Russia: Putin Uses Courts to Crush Opposition
Ariel Cohen / Benjamin Tigay /
KYIV, UKRAINE—Russia’s leading anti-corruption blogger, attorney and political activist Alexei Navalny, appeared in court Wednesday accused of embezzlement. On Thursday, federal prosectuors slapped him with additional charges for alleged price gouging. However, his real crime is exposing corruption and opposing the current political regime.
Prosecutors charged Navalny, a moderate nationalist and a former Yale University fellow, with “embezzling” more than $500,000 of lumber from a state-owned company in Kirov, a regional capital about 500 miles northeast of Moscow.
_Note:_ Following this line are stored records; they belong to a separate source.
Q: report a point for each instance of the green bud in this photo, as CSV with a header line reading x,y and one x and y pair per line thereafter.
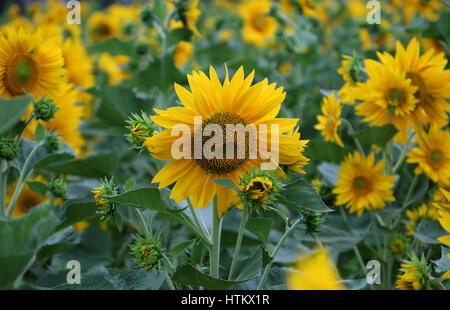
x,y
147,17
58,188
140,128
52,141
44,109
8,149
147,253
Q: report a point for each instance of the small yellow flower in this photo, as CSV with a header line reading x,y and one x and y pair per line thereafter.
x,y
330,120
432,154
362,185
315,272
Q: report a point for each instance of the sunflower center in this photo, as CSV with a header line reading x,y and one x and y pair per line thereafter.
x,y
436,156
22,72
421,93
395,97
224,165
360,183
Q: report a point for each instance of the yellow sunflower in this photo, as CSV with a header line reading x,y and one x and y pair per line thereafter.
x,y
432,154
362,185
233,102
428,74
259,27
388,96
330,120
28,63
315,272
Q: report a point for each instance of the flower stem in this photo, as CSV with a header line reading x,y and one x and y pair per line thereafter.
x,y
238,242
215,249
274,254
21,182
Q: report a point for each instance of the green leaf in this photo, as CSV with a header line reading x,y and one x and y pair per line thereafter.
x,y
94,166
21,240
39,133
188,275
320,151
12,111
129,184
300,194
375,135
38,187
260,227
250,268
114,46
226,183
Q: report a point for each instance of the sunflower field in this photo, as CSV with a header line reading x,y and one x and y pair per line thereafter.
x,y
225,144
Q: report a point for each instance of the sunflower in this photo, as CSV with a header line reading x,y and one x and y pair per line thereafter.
x,y
314,272
67,120
330,120
432,154
233,102
388,96
259,27
102,26
428,74
362,185
27,63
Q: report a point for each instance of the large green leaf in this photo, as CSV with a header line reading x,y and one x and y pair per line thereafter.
x,y
375,135
11,111
188,275
21,239
301,194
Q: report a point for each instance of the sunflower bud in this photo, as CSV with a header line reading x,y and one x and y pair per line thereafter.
x,y
313,221
415,274
44,109
147,17
140,128
8,149
258,187
58,188
105,209
147,253
52,141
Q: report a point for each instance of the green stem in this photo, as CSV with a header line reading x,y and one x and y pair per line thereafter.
x,y
215,249
238,243
21,182
4,169
405,202
274,254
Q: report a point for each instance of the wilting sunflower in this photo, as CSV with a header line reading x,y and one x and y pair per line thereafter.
x,y
234,102
388,95
433,154
67,119
315,272
428,74
259,27
362,185
26,62
330,120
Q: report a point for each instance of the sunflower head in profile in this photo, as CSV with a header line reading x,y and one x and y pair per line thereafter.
x,y
234,102
362,185
28,64
259,27
329,121
315,272
429,75
387,96
432,154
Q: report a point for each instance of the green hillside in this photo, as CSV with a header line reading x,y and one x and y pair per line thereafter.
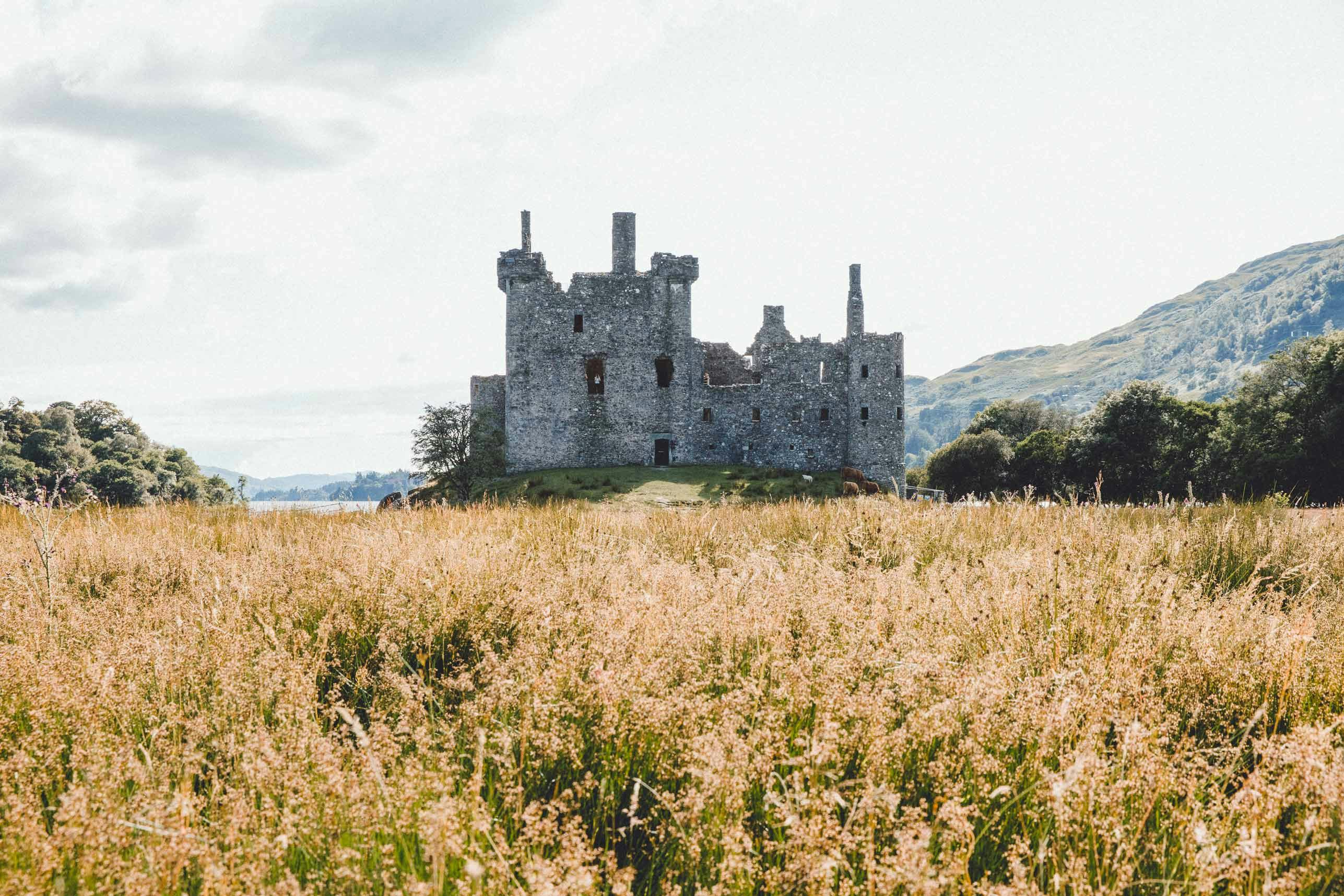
x,y
1199,344
675,486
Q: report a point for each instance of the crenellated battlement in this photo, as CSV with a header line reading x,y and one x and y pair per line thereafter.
x,y
608,372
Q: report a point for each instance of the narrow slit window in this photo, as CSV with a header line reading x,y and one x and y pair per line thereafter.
x,y
663,367
594,370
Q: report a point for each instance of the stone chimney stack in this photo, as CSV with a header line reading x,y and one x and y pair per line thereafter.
x,y
854,319
623,242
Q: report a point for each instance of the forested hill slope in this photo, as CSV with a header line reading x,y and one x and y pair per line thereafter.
x,y
1199,344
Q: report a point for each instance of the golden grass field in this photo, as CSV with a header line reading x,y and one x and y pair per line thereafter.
x,y
800,698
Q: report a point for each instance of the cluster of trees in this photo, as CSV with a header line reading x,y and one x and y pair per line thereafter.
x,y
456,451
105,451
364,487
1281,430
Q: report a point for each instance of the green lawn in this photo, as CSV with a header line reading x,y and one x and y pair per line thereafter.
x,y
664,486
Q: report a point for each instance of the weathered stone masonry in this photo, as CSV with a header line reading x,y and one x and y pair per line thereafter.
x,y
607,372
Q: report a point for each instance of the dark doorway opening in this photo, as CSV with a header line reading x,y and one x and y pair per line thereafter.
x,y
663,366
596,372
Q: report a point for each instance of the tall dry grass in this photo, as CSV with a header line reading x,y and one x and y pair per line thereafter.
x,y
855,698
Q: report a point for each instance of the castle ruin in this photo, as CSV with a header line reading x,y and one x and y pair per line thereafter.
x,y
607,372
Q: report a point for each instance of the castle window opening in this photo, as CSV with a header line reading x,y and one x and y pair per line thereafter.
x,y
663,367
594,370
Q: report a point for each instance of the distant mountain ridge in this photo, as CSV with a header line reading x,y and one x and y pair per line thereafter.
x,y
294,481
1199,344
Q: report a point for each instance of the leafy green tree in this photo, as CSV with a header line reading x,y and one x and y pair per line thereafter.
x,y
1018,419
971,464
55,452
1284,428
1039,461
120,484
456,448
17,475
1143,440
17,422
99,421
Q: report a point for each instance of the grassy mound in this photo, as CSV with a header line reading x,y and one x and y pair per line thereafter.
x,y
663,486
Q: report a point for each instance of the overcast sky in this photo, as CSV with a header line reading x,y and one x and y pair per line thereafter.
x,y
268,230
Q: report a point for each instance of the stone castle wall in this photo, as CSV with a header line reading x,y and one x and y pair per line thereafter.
x,y
607,372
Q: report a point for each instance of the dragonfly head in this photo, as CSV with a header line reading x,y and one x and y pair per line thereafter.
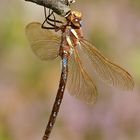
x,y
75,19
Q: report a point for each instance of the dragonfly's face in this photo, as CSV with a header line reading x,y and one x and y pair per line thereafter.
x,y
75,18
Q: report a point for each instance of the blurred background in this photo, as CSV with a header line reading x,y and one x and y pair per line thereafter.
x,y
28,86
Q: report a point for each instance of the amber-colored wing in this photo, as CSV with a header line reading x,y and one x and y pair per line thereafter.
x,y
79,83
44,43
106,70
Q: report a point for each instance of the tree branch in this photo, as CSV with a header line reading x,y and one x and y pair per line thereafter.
x,y
60,7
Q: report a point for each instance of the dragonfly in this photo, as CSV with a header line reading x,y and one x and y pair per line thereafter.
x,y
78,58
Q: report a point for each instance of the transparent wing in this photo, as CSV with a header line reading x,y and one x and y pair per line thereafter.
x,y
44,43
106,70
79,83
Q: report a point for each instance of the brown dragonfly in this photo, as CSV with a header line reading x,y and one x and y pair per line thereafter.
x,y
79,59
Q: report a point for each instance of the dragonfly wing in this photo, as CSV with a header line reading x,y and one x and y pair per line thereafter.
x,y
79,83
106,70
44,43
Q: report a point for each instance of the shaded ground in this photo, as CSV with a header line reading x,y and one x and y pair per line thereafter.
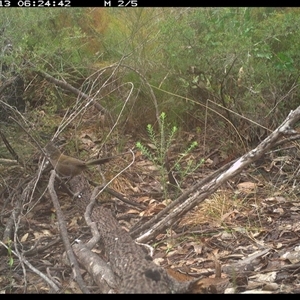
x,y
245,238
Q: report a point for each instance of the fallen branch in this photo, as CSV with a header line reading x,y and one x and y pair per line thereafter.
x,y
197,194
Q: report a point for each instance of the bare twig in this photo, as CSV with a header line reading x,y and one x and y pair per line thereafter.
x,y
285,129
64,235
He is accused of giving, in volunteer capacity, “bad advice” to the chairman of the state-owned Kirov lumber company. Russian media and outside observers agree that the charges are politically motivated.
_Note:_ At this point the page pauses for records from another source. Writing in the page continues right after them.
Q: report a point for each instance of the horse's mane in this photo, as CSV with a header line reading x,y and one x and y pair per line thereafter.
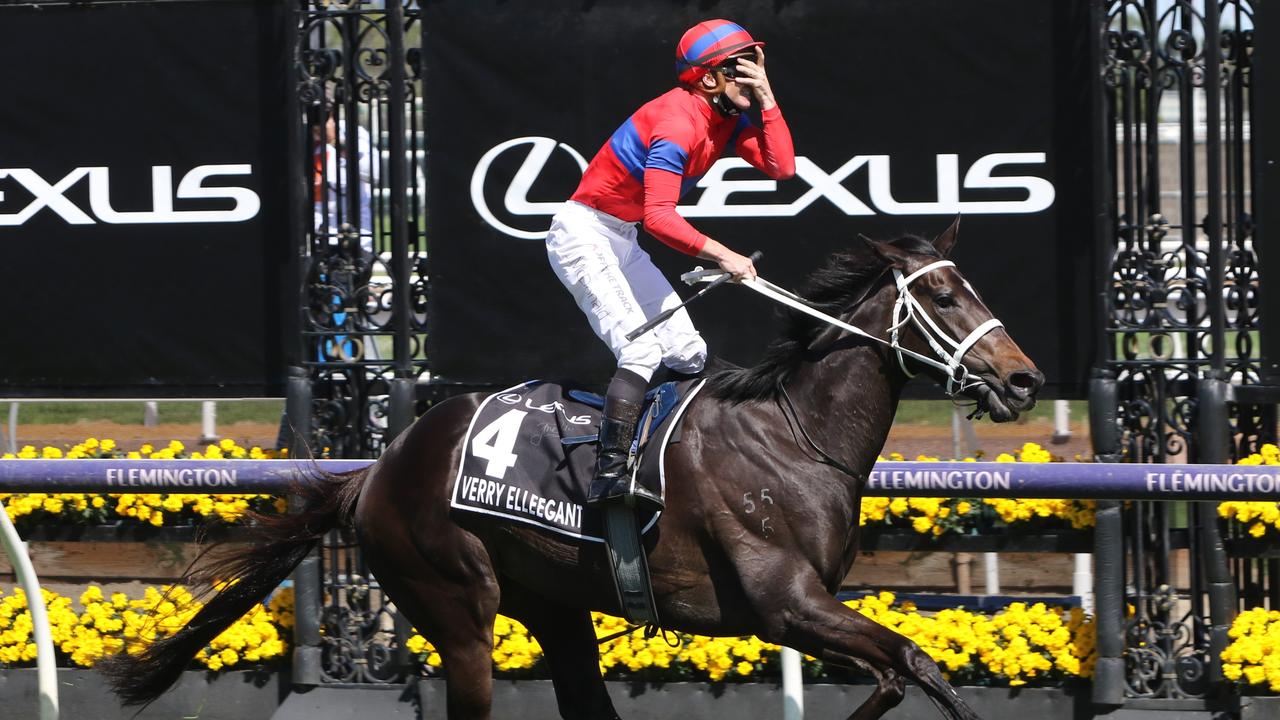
x,y
833,287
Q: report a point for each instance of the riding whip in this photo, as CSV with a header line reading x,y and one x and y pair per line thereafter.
x,y
662,317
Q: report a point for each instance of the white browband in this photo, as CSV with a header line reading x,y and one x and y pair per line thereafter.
x,y
905,309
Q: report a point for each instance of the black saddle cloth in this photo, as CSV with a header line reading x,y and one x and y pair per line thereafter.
x,y
529,455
Navalny has long been on the Kremlin’s hit list. He famously called the ruling political party (United Russia) the “party of crooks and thieves.” In December 2011, together with other opposition leaders, Navalny led protests following the Russian parliament elections, which the Russian opposition and foreign political observers found fraudulent. He recently announced his intent to run for the presidency in 2016.
Anywhere in the West, he would be a TV talk show star, but in Vladimir Putin’s Russia, he has become an enemy of the state. Investigators had initially charged Navalny with embezzlement before dropping the case due to a lack of evidence. They were ordered to reopen the file by Alexander Bastrykin, the head of the Russian State Investigatory Committee and Putin’s law school roommate. Additional charges followed Thursday.
Confessing political motivation for the persecution, a spokesman for the Investigative Committee said that because Navalny “provokes the government” and “uses all his energy to bring attention to himself,” authorities decided to “accelerate” the case against him.
His chances to walk are low: The judge in the Lenin District court hearing Navalny’s case has not acquitted a defendant in any of the 130 cases he has heard.
If Navalny is convicted, he faces up to 10 years in prison and will be disqualified from running for office.
The charges against Navalny reflect Russian law enforcement’s concerted effort to eliminate political opposition through the abuse of courts. The Russian authorities would rather prosecute whistleblowers—even posthumously—than go after corrupt officials in their own government. Mikhail Khodorkovsky, the prominent anti-Putin oil executive, is marking his 10th year in jail this year.
The Obama Administration’s half-hearted Magnitsky List demonstrates that the White House is wobbling at a time when civil society and political opposition are under attack in Russia.
The United States should support Navalny, a man who is risking his life for his beliefs and is fighting against corruption and for economic freedom. This would uphold American values and strengthen our relationship with the people of Russia—not just with its rulers.